After that: We shift focus to the prediction functionality and complete the predict command, which loads the saved model and generates predictions on new data. Finally, we add tests, sample data, and documentation.

The Planning Agent then asked us to confirm if we wanted to proceed with this plan. At this point, we requested adjustments to add basic preprocessing—specifically imputing missing values and scaling numerical features—to handle real-world datasets more robustly. The agent incorporated our feedback and refined the plan.

Implementation

The Artemis Planning Agent generated a 12-task plan that builds the regression tool incrementally, first completing the train flow and then the prediction flow.

Throughout the implementation, Artemis offers validation after each task. Running these validations helps us verify that everything works as expected. If we identify any issues or areas for improvement, we can provide comments to the agent, which then adjusts the implementation accordingly. This iterative validation process ensures each component functions correctly before moving to the next task.

1. Add project dependencies to pyproject.toml - Set up the foundation by adding dependencies (scikit-learn, pandas, matplotlib, jinja2, click) for data loading, model training, and HTML report generation. (8957515)

2. Create CLI structure with train and predict subcommands - Built the command-line interface with separate train and predict commands using Click, defining the core structure for user interaction. (b3ff20c)

3. Implement data loading and validation - Created robust CSV data loading with validation to ensure data quality and proper format before processing. (1c948f2)

4. Implement preprocessing pipeline - Built a preprocessing pipeline handling missing values and scaling features, making the tool robust to real-world data with imputation and standardization. (0b6b566)

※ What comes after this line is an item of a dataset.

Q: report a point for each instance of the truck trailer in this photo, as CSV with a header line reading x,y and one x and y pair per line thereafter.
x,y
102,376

5. Implement model training functionality - Added the core ML pipeline using scikit-learn's LinearRegression, training the model on preprocessed data and computing evaluation metrics. (d65b52a)

6. Implement model persistence (save/load) - Enabled saving the trained model and preprocessing pipeline to disk for reuse, allowing the predict command to load the pre-trained model. (4718e85)

7. Create visualization generation module - Built visualization capabilities for generating charts. (f466ac8)

8. Implement HTML report generation - Created HTML report generation using Jinja2 templates, producing a self-contained report with embedded visualizations. (9c17354)

First Milestone

After building visualizations and an HTML report, we have a fully functional train command that loads CSV data, trains a linear regression model, evaluates performance, generates a scatter plot, residuals plot, and feature importance chart, and produces an HTML report with metrics (R², MSE, RMSE, MAE).

9. Wire up train subcommand - Integrated all training components (data loading, preprocessing, model training, evaluation, visualization, reporting) into the train command workflow. (a2316b1)

Second Milestone

Next comes the predict command, which loads the trained model, applies it to new data, and generates prediction outputs in CSV. Finally, we'll add tests, sample data, and documentation.

10. Implement prediction functionality - Built the prediction logic that loads the saved model and preprocessing pipeline, applies transformations to new data, and generates predictions to CSV. (a54baba)

11. Wire up predict subcommand - Connected the prediction functionality to the CLI, making it straightforward to use. Everything is integrated: uv run python main.py train --input sample_data.csv --target price --output-model model.joblib --report report.html and uv run python main.py predict --model model.joblib --input new_data.csv --output predictions.csv. (1a9da27)

12. Add basic tests and documentation - Added tests and documentation to verify functionality and provide user guidance. (d95e5e6)


Final Result

A complete regression tool with training, prediction, and evaluation capabilities. The tool handles data loading, preprocessing, model training with scikit-learn, generates an HTML report with visualizations and metrics, and includes complete documentation and tests.